You have no dependents: Having children and other dependents often means higher expenses and more responsibility. You have to make sure you’re covered if something happens and you’re unable to work or provide for your family. If you have no dependents, though, you don’t need to save as much money for others’ living expenses too.

You have credit card debt: If you have high-interest credit card debt, you’re better off building a small emergency fund and putting the rest of your money toward getting out of debt. It doesn’t make sense to continue to put money in a bank account that earns little interest when your credit card bills continue to grow from expensive interest charges.

You want to build retirement savings instead: Even the best high-yield savings and money market accounts typically top out at 0.6% APY. While these types of accounts are great vehicles for keeping an emergency fund, your savings may not keep up with inflation over time. You might be better off setting a personal savings goal and putting anything above that amount into a retirement account. If your employer offers a 401(k) and company matching, contribution enough to take full advantage of free money for retirement savings. You’ll also lower your taxable income.

You have other financial goals: If building a large emergency fund gets in the way of reaching other personal financial goals, you might be better served saving less for the unexpected. If you’re saving for a down payment for a house, for example, you could shift your focus to starting a sinking fund to help you reach your goal quicker. You’re still saving money with a sinking fund, but it serves a different purpose, and you shouldn’t touch it for any reason other than its intended purpose.
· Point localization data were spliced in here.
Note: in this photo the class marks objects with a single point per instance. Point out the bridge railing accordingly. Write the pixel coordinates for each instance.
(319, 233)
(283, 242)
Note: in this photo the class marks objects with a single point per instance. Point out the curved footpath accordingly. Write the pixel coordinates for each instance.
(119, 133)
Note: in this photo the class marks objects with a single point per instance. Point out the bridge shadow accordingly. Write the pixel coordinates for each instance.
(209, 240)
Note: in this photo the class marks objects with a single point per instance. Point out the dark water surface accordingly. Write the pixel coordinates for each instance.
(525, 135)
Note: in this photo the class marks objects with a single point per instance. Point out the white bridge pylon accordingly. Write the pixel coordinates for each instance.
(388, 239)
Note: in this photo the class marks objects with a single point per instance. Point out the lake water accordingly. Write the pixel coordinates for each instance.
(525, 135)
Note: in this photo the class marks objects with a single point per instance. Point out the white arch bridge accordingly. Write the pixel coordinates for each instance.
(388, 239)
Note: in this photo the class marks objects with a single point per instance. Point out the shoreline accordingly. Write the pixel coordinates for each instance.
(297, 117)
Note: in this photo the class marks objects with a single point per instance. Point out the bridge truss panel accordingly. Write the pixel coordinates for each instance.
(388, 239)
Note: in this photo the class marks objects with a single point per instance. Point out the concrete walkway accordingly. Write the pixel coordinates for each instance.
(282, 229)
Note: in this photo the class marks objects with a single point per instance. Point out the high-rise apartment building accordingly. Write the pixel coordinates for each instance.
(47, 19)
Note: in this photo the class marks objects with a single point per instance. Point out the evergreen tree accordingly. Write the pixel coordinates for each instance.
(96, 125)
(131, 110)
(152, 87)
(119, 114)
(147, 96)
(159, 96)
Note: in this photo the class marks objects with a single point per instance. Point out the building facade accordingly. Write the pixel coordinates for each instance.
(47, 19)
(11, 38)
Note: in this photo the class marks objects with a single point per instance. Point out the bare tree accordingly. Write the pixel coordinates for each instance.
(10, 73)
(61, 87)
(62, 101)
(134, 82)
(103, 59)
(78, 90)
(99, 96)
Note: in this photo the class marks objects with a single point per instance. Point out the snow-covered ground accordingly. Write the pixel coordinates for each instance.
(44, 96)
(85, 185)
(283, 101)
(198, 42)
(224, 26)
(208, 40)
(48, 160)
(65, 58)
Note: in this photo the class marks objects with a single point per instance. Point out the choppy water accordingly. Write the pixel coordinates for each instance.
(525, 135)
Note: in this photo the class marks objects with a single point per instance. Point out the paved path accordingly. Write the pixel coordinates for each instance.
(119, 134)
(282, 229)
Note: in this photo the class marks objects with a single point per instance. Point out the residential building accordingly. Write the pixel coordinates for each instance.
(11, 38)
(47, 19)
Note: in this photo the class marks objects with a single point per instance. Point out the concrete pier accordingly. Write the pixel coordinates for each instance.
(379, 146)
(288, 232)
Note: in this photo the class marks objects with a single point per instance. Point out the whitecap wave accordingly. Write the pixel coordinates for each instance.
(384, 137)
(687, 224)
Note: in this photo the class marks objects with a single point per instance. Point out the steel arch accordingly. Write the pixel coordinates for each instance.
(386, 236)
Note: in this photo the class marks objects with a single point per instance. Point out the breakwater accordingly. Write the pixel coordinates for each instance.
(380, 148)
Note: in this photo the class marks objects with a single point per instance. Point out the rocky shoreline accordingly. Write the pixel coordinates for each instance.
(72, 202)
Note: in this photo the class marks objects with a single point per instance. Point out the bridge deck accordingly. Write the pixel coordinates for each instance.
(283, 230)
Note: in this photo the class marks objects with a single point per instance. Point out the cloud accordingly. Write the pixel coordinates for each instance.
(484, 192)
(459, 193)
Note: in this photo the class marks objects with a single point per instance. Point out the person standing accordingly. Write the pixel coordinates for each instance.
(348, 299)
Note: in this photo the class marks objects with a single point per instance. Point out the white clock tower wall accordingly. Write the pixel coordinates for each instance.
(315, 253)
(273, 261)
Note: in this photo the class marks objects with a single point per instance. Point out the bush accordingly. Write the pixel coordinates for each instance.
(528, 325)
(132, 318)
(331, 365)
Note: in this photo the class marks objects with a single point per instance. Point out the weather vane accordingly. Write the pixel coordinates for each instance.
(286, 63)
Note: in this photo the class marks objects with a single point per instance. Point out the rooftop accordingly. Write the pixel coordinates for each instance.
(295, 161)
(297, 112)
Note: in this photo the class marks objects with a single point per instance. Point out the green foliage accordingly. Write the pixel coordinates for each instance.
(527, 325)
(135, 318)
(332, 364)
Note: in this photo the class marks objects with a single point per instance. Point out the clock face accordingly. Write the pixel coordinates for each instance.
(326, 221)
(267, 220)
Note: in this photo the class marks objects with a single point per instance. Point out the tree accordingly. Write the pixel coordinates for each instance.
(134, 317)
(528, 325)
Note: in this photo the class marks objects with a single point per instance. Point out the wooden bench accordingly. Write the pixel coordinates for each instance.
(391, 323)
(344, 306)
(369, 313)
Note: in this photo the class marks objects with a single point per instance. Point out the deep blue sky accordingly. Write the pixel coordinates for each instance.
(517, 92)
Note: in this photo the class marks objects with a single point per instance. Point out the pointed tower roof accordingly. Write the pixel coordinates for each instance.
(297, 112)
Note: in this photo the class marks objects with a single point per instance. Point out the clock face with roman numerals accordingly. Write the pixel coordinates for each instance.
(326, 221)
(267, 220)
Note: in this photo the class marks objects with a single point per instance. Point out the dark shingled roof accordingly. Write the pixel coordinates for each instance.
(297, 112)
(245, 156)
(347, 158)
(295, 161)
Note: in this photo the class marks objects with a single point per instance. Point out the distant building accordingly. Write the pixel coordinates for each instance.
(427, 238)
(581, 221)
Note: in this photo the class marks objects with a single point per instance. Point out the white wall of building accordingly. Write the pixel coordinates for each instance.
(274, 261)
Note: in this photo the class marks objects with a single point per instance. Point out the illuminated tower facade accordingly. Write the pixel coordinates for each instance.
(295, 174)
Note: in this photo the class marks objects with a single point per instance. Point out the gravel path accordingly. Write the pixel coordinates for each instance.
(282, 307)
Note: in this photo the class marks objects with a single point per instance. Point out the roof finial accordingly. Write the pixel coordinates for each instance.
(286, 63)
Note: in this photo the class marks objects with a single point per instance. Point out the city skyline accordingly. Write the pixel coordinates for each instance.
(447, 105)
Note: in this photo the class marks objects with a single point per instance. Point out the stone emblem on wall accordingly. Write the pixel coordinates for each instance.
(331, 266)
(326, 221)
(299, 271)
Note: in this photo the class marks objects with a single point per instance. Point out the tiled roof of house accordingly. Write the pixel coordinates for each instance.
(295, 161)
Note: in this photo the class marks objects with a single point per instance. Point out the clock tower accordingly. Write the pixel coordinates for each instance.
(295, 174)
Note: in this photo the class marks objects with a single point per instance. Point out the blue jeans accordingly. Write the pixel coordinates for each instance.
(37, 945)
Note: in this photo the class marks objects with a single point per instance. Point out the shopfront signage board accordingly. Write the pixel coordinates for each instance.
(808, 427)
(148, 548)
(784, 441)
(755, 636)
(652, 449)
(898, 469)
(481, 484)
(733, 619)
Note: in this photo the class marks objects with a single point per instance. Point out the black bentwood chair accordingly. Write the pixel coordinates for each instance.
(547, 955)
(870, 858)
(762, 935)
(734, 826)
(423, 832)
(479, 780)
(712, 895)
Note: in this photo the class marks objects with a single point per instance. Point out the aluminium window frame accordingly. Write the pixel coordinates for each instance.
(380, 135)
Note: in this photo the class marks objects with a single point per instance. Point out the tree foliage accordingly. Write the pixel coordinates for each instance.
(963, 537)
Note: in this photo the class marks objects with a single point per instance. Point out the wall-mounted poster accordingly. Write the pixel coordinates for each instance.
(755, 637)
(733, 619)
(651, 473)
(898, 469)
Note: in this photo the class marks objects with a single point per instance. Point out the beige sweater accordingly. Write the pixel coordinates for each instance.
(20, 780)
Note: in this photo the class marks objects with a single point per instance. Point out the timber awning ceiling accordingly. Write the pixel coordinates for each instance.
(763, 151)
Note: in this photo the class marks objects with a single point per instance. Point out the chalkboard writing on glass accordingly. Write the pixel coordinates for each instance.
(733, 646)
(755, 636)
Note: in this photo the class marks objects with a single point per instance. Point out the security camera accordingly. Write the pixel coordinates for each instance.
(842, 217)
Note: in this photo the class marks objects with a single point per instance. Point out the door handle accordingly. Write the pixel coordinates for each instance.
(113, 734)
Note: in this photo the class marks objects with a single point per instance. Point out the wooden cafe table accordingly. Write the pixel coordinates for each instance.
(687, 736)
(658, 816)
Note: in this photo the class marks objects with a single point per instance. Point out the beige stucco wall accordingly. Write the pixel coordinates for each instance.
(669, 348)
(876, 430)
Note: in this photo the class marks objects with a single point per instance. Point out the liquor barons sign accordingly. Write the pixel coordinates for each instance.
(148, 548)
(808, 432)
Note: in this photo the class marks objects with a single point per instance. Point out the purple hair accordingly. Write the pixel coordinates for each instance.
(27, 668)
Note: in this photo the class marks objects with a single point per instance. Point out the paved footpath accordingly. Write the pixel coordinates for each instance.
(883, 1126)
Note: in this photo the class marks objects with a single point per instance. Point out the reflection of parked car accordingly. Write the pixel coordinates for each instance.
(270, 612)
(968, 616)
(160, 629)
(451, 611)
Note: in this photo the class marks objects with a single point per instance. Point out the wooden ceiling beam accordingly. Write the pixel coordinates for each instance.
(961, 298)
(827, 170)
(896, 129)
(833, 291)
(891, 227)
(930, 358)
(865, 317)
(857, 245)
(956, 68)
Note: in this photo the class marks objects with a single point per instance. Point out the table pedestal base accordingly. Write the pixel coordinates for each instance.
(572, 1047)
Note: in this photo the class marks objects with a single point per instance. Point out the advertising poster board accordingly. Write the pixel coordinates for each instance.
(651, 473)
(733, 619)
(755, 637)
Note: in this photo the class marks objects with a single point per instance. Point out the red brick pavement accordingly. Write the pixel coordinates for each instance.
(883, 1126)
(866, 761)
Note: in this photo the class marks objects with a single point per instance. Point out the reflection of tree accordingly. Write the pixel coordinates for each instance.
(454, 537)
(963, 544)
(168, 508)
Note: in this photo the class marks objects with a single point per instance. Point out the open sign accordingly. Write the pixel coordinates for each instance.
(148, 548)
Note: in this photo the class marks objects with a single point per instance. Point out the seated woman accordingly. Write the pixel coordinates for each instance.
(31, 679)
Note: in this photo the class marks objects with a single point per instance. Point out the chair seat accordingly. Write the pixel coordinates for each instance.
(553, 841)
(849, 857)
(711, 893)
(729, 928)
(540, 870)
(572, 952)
You ultimately decide how much emergency savings is best for you

Personal finance is personal. What might be right for one person may not be the best option for another. It’s good to listen to financial experts and understand why they advocate saving a certain amount, but ultimately the only thing that matters is whether you’re comfortable with your emergency savings. That could mean two years or two months of emergency savings, depending on your goals. As long as your savings doesn’t sabotage other financial goals, set aside whatever you need to avoid worrying about paying for the unexpected.

If you’re not covered the way you like, create a savings plan to get you there, even if it means starting slow with $10 to $100 a month. Look at your budget and monthly income to determine how much you need for living expenses and how much you can save and invest in other areas of your life like emergency savings.